Il aurait été plus logique et plus lisible d’organiser l’offre de compensation en fonction, d’une part, de missions d’intérêt général basées sur la solidarité nationale et, d’autre part, sur les « autres » prestations dites de confort. Cette situation ne répondra ni aux attentes des personnes aidées, ni aux difficultés structurelles des services intervenant essentiellement auprès de publics fragiles, ni aux exigences européennes.

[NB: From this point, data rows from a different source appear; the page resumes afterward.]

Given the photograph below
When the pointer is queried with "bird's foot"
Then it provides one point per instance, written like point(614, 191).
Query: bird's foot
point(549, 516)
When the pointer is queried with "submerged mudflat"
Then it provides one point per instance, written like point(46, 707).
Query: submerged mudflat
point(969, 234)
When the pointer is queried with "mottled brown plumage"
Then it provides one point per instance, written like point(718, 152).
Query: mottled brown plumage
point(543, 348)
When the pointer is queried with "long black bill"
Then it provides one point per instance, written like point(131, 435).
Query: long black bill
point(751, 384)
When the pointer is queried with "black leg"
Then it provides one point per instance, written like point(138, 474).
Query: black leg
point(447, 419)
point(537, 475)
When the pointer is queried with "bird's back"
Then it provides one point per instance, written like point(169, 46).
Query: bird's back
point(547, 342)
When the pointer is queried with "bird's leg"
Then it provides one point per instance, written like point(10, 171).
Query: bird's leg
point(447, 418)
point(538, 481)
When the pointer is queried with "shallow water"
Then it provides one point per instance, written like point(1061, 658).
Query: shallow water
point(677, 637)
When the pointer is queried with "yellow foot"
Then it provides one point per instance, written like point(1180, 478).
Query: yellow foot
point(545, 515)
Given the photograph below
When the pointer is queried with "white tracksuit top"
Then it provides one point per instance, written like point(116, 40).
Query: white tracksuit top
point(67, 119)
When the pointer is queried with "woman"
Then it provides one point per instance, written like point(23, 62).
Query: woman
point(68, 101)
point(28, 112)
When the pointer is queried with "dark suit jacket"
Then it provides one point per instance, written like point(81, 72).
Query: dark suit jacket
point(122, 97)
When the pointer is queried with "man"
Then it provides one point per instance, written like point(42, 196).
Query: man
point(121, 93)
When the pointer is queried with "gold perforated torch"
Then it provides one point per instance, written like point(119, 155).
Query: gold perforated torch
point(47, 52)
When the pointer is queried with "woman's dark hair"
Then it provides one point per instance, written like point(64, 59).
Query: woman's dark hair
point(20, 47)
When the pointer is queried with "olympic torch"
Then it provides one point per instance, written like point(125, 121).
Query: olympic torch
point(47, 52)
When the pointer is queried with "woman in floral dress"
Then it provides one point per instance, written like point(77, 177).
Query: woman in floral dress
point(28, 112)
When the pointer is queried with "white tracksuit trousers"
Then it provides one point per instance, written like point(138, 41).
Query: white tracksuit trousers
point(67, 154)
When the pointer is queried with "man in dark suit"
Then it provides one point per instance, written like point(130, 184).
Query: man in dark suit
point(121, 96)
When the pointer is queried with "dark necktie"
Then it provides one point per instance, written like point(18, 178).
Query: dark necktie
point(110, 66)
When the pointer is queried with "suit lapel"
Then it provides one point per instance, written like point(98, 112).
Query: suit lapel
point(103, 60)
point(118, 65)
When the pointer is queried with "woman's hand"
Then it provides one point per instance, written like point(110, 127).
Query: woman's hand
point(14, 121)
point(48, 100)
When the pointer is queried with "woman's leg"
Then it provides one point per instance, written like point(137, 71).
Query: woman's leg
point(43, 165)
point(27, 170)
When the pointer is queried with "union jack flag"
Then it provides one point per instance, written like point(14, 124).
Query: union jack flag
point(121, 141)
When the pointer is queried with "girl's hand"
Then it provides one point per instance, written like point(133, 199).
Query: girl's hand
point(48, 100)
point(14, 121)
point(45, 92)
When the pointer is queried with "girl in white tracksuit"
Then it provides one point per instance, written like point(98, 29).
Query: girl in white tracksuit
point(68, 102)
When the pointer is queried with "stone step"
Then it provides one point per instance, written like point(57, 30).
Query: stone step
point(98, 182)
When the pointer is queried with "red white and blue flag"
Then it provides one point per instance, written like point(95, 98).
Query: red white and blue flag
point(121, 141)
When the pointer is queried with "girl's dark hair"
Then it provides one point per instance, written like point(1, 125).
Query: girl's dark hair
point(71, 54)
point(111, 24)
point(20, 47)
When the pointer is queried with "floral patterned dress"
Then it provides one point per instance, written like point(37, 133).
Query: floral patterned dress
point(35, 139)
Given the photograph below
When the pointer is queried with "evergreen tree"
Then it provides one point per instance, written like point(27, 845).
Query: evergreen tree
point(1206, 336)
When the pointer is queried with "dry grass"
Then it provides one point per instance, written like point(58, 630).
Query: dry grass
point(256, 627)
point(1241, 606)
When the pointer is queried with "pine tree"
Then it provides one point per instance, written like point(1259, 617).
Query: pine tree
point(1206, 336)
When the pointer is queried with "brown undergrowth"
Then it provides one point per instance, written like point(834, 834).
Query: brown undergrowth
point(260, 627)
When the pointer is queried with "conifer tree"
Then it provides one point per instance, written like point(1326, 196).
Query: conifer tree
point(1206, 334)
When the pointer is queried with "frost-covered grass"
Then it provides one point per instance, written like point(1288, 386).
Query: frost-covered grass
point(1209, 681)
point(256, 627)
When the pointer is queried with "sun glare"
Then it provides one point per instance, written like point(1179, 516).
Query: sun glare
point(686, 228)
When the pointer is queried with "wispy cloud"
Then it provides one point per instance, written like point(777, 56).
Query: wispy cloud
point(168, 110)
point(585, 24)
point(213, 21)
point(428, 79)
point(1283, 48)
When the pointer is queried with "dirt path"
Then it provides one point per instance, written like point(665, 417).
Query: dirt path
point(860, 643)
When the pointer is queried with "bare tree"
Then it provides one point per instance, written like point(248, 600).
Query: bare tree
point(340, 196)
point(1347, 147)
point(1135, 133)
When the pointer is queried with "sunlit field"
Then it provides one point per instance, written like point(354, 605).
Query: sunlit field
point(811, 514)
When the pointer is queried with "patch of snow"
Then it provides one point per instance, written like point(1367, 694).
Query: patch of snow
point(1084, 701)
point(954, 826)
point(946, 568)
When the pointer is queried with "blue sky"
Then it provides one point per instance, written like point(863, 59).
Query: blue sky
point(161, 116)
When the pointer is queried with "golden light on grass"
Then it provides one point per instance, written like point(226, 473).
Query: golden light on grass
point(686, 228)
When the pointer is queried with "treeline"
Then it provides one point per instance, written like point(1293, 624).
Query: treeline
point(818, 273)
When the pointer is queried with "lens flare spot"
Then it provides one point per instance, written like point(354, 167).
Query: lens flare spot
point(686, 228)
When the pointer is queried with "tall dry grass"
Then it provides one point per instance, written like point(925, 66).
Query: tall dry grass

Par ailleurs, Adessadomicile, avec les autres fédérations concernées par l’aide à domicile réunies au sein d’un collectif, a travaillé avec l’ADF depuis 2009 à une refondation du secteur. Cette refondation prévoyait notamment la mise en place de CPOM, négociés entre les services d’aide et les Conseils Départementaux, qui permettaient à la fois de donner des objectifs qualitatifs aux services qui intervenaient auprès d’un public fragile, mais également une dotation globale permettant de répondre à ces objectifs. Cela permettait de sortir d’un système de tarification à l’heure et ainsi d’accompagner les personnes aidées au plus près de leurs besoins, en intensifiant l’accompagnement lorsque cela était nécessaire (comme dans le cas d’une sortie d’hospitalisation) et de le diminuer lorsque cela est possible (visite de parents pendant les congés par exemple). Aujourd’hui, il est nécessaire de raisonner en termes de prise en charge globale des personnes accompagnées en y incluant la prévention, source reconnue d’économies.

Alors que les évaluations faites par l’IGAS dans un récent rapport des premières expérimentations étaient positives, le projet de loi, ne rend pas obligatoire la signature de CPOM entre les Conseils Départementaux (CD) et les services. Le projet de loi conserve le financement horaire des aides et donc enlève la latitude des services de coller au plus près des besoins des personnes.

Conséquence prévisible de cette réforme : la totale autonomie laissée aux CD pourra avoir comme issue prévisible une totale iniquité territoriale pour les personnes fragiles. On peut alors aisément imaginer que dans un futur proche, de nombreuses personnes, au moment de choisir leur lieu de résidence pour passer leur retraite, se détermineront non pas en fonction du climat, ou d’une attirance particulière pour telle ou telle région de France, mais en fonction de l’accompagnement qu’ils seront susceptibles de recevoir en cas de besoin. Des classements « Où faut-il vieillir en France » deviendront des marronniers dans les médias au même titre que « Les meilleurs lycées de France » ou « Les prix immobilier par région ».